Around 5000 workers will get a pay rise next month after the Government extended the landmark Care and Support Workers (Pay Equity) Settlement Act following a claim lodged by the Public Service Association and E tū unions with the Employment Relations Authority.
Clark signed the settlement along with representatives from unions, providers and the Ministry of Health at an event at Parliament this morning.
Clark estimated nearly half of the workers will get an increase of more than $3 an hour and for 1000 it will be a more than $5 per hour increase, backdated to July 2017.
“Last year when Labour was in opposition, Jacinda Ardern was very clear that extending pay equity to mental health and addiction support workers would be one of our first priorities in government,” Clark said.
“I’m pleased that we can now sign this agreement with unions and employers, to extend the Care and Support Workers [Pay Equity] Settlement Act to include these important workers.
“Ensuring our mental health and addiction workers are paid what they deserve will help deliver a robust workforce.”
The settlement extension will be implemented over five years and funded through an increase to the health budget.

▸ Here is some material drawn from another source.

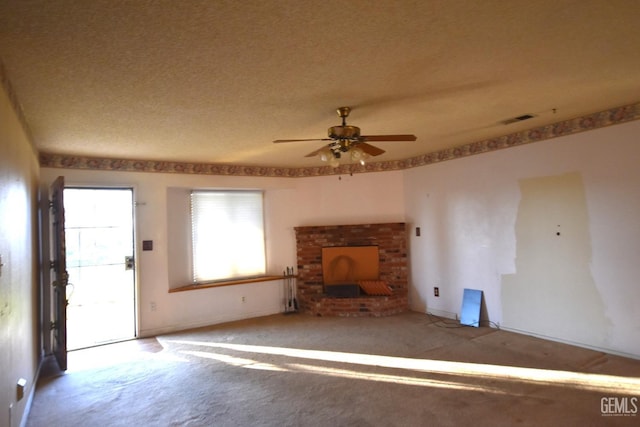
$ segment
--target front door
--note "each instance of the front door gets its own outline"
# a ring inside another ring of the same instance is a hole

The Care and Support Workers (Pay Equity) Settlement Act increased the pay rates of 55,000 care and support workers in aged and disability residential care, and home and community support services.
It was the case of rest home worker Kristine Bartlett that was the catalyst for the previous National government’s $2 billion pay equity settlement.
“These workers were unfairly left out of the equal pay care and support settlement by the National government, and we’re thrilled to see this wrong righted today,” PSA assistant national secretary Kerry Davies said.
“We’re really happy the Government has honoured its election commitment to extend the care and support settlement to mental health and addiction support workers,” E tū assistant national secretary John Ryall said.